This month’s Book Club Pick is Uneasy Street by Rachel Sherman. This is an excellent non-fiction summer book club selection for readers who are curious about the lives of the 1%. From TV’s “real housewives” to Succession, our popular culture portrays wealthy people as materialistic and entitled. But what do we really know about how these people live? In this book, Sherman draws on rare in-depth interviews that she conducted with fifty affluent New Yorkers—from hedge fund financiers and artists to stay-at-home mothers—to examine their lifestyle choices and understanding of privilege. Writing about the book in the New York Times Book Review, John Williams notes, “Sherman takes a dispassionate approach to find out how those who are ‘benefitting from rising economic inequality’ experience ‘their own social advantages.’ She elicits her subjects’ thoughts about work and productivity, charitable giving, marital discord and more. Worthwhile humanizing ensues, as do plenty of squirm-inducing moments.” It’s an absorbing and illuminating read that is sure to lead to animated discussion. It’s a great choice for fans of Wednesday Martin’s Primates of Park Avenue or Michael Gross’s 740 Park.
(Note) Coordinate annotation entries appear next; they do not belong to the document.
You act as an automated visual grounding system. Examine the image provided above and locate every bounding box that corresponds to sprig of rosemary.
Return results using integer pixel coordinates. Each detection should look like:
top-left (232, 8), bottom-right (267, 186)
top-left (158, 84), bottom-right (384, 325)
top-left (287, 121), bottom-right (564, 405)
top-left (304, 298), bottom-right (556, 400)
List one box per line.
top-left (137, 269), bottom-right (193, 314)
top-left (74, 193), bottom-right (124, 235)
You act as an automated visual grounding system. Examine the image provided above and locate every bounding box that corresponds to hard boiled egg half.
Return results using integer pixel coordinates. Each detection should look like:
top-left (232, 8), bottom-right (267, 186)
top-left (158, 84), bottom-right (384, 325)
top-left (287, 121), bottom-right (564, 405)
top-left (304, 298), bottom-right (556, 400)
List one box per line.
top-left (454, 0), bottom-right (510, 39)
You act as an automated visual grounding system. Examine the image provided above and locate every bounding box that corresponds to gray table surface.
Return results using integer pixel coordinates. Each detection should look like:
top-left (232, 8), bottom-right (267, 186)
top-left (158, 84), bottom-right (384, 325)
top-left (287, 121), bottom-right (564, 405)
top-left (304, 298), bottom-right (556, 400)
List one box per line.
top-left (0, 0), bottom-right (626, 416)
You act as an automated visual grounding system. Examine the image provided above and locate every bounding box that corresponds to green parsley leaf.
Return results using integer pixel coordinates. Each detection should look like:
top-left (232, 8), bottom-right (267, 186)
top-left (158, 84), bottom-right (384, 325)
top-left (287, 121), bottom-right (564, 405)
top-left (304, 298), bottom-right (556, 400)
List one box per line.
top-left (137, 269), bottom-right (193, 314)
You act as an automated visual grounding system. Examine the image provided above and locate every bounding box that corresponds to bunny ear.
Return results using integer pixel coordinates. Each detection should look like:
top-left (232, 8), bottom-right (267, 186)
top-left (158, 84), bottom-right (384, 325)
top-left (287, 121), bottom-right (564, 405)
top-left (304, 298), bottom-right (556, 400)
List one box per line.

The discussion questions below are meant to guide your conversations, and we encourage you to share highlights from your discussion—and pictures!—via social media, using hashtag #ReadPUPforBookClub.
- Sherman discusses the challenges of defining “the elite,” and she developed a set of criteria for choosing her participants. Who counts as “elite” to you? Is it based on income, wealth, education, or job? In what ways do public figures such as politicians and celebrities seem “elite” or not?
- Sherman notes that there is an American cultural taboo against discussing money and class. Some of her respondents even suggested that they would not tell their partners that they had shared details with her. How do you feel about discussing your own financial situation? With whom are you comfortable discussing it? Are there other topics that are similarly “off limits”?
- Sherman conducted her interviews in New York City, one of the most unequal cities in the United States, at a time when economic disparities were especially prominent. How might the story have changed if she interviewed people in a different city?
- Sherman identifies “upward-oriented” and “downward oriented” people in her sample. Do you tend to compare yourself to people who have as much or more than you, or to those who have less? Do you think of yourself as privileged? Why or why not?
- Do the criteria Sherman identifies for being a morally worthy wealthy person—working hard, consuming prudently, giving back, and in general trying to be “normal”—resonate with you? Do you make these distinctions or see them in the culture at large?
- In explaining their success, Sherman’s respondents often refer to how hard they have worked. They often emphasize the role of luck, too. Sherman suggests that this obscures other advantages, such as elite educations, lack of debt, financial support from their parents, etc. Do you agree? What is the difference between ‘hard work’ and ‘luck’ as explanations for having wealth?
- When asked what ‘giving back’ meant, Sherman’s interviewees talked about charitable giving, volunteering, and having awareness of privilege. How do you define giving back? What do you think the purpose of “giving back” is?
- Sherman’s respondents had mixed feelings about the value of teenagers working for pay in high school and college. Some felt it was a necessary experience. Others felt that a job would take away from other activities, including schoolwork. Do you think it is important for teenagers to hold paying jobs? Why or why not?
- In the appendix, Sherman notes that she comes from a privileged background, which was useful in connecting with some of her interviewees. How might her interviewees have responded differently if she had a different background?
- Have your perceptions of wealthy Americans changed after reading Uneasy Street? In what ways?
About the Author
Rachel Sherman teaches sociology at the New School for Social Research and Eugene Lang College. She is the author of Class Acts: Service and Inequality in Luxury Hotels.